In June 2015, our family and friends and teachers were so excited when he graduated high school. Luke had reached another milestone, and then just days later, our world crashed around us. Luke had a heart infection and suffered many complications, and just two weeks after his high school graduation, Luke graduated to heaven. The healing we prayed for was not what we hoped for, but God’s perfect will healed him completely.
At Luke’s service, our family was humbled by the enormous turnout and support. In our son’s nineteen years, he had impacted a community with his strength, courage and humor and love for everyone. There were people of all ages, abilities, races and walks of life. Students, teachers, doctors, church members, even the local grocery store people came. Everyone had a Luke story. We knew that although Luke’s time on earth was short, his life was well lived and although his physical presence is no longer, he lives within our hearts always.
Luke’s 20th birthday was last month. We decided we would celebrate it spreading joy like he did to others, so we brought gifts to the Ronald McDonald house and to the Child Life Department at the children’s hospital to help other families that were currently going through the same situation with their children as we did in the early years with Luke. Friends and family helped us also by giving us moral support, and additional gifts to take with us. What was anticipated as a difficult day was made easier by helping others. That Sunday was unseasonably warm and beautiful, and as we were walking in the sunshine to the hospital, I could almost feel him smiling down on us that day.

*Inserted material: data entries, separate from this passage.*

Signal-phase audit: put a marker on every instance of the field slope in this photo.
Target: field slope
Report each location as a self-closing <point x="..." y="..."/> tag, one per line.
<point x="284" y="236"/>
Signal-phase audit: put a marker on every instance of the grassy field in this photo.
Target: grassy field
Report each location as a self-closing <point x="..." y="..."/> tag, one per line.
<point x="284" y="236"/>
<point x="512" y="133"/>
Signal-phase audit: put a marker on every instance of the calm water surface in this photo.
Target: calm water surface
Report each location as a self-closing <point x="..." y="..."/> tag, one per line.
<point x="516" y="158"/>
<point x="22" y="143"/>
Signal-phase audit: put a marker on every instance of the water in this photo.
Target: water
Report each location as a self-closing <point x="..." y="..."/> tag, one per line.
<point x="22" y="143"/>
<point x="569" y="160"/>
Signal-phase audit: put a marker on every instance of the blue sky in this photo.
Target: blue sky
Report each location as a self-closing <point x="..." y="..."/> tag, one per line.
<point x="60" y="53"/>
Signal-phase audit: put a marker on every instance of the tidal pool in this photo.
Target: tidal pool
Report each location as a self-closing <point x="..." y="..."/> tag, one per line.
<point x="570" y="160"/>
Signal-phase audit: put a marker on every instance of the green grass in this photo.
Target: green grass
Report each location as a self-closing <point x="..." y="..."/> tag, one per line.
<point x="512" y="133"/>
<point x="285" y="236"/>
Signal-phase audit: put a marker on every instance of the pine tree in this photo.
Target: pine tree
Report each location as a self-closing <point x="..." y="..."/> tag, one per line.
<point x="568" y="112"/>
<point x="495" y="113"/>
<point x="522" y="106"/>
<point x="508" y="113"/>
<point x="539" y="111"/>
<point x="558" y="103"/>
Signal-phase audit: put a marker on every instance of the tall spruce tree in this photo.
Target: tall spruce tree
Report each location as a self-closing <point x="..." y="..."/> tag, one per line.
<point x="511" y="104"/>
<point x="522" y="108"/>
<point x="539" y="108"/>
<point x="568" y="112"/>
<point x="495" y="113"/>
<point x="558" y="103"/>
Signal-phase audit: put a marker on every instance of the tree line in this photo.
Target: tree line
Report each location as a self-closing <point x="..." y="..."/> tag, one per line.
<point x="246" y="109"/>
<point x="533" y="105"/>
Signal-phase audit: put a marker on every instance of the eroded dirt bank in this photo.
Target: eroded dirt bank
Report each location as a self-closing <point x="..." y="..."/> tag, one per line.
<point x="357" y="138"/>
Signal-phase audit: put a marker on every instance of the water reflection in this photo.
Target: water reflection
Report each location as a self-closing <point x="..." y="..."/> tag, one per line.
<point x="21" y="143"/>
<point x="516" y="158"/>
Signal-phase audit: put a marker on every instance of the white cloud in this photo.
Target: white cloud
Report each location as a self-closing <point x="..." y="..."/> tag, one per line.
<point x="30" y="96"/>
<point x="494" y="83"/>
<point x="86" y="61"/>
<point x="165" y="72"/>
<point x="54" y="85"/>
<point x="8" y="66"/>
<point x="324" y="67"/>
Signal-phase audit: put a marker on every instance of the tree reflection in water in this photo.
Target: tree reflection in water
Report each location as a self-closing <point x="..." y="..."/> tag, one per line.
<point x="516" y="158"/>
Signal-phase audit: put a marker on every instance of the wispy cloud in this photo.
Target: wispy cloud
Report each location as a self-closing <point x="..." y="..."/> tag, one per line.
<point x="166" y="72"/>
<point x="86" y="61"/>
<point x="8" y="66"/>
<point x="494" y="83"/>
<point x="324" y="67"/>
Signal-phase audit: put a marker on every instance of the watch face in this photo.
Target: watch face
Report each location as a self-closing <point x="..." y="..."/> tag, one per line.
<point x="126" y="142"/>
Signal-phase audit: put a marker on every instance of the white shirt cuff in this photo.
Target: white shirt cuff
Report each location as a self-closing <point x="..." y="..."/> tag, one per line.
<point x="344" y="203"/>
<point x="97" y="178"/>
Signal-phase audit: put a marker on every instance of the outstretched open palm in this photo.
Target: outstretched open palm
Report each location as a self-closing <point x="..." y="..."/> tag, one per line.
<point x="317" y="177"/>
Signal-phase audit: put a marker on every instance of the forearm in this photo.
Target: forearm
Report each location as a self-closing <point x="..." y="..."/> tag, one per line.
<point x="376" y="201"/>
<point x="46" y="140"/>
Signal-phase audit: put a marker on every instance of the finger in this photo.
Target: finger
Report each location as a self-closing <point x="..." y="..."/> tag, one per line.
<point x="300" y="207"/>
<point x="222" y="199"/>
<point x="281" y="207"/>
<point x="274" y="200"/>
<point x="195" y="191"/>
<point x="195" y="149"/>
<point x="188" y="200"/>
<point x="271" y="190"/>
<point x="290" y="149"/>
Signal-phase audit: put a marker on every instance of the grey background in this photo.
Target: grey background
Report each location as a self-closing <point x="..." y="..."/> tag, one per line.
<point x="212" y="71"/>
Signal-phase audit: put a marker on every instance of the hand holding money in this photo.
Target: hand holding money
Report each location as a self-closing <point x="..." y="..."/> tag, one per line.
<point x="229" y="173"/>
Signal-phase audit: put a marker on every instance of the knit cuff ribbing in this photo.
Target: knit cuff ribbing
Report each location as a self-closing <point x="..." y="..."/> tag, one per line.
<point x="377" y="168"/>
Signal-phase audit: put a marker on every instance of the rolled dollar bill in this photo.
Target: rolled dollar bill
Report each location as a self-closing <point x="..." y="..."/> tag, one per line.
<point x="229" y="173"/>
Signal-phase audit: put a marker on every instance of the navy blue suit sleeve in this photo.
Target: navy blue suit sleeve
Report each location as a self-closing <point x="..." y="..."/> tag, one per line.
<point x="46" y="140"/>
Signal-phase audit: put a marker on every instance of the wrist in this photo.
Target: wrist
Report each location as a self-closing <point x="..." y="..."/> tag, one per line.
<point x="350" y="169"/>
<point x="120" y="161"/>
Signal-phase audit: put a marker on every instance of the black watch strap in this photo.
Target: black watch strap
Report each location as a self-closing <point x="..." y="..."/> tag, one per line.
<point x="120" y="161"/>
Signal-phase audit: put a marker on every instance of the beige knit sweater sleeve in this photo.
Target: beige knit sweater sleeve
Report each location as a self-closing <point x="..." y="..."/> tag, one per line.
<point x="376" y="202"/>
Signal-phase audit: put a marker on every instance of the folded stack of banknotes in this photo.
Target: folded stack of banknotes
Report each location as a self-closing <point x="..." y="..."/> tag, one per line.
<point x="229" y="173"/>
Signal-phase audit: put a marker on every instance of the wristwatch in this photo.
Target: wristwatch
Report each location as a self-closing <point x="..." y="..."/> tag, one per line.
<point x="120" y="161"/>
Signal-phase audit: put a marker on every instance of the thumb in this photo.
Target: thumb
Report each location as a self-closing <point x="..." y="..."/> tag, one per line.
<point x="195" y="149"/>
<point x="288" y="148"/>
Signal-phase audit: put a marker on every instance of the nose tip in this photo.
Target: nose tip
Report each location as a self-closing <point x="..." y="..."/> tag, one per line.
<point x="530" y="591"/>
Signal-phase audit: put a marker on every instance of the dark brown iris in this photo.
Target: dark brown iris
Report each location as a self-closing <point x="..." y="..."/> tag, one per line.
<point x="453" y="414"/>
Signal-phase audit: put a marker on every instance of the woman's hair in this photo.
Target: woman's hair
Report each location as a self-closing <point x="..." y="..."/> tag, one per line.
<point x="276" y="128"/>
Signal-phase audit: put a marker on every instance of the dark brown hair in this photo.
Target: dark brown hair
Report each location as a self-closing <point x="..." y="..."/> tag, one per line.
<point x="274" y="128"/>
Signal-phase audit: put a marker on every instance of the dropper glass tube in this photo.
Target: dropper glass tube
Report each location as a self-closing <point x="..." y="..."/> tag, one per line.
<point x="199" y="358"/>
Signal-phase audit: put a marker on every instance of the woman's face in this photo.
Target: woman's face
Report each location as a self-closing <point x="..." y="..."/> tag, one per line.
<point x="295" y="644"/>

It has been nine months since Luke passed away. I am still on the first steps of the journey. This journey through grief I have found has its ups and downs. Its path is varied, and its landscape is unique, but I have found those that are on this journey often go to the same places.
When on this journey, I felt lost and lonely, I fortunately had faith, family and friends to help me find the way through and show me that they are there to help me with a hug, a word of support, and a listening ear. My faith in God’s plan continues to sustain me when his physical absence overwhelms me or daily life challenges stack up.
The journey can be difficult, but I have hope. There are days when the tears just well up in my eyes when I remember the sound of his voice when he would say my name repeatedly or when his beautiful blue eyes would gleam when he was being extra mischievous. I believe in God’s promise of everlasting life, and I know that one day I will see my Luke again in heaven, with a heart fully healed, and I cannot wait until the moment when he will walk to me, and I can hold him in my arms once again.
The journey seems long. Sometimes, I have to take each hour or day at a time. My steps may be slow and sometimes I fall, but I know that I must not stay down. I would not honor my love for Luke. He loved life and would still want me to be happy, and I need to love and take care of my husband and my daughter Faith.
As a teacher of children with special needs, I also see a little of Luke in each child I teach. He taught me how to love so perfectly, patiently and individually that I embrace each moment with my students and their families and hope that my journey with Luke will continue in the lives that I touch daily.
Catina Byrum is a Christian, a mother of two, Luke (in heaven) and Faith. She has been married for 23 years to her husband Jimmy. She is a special needs preschool teacher in North Carolina and enjoys painting and drawing.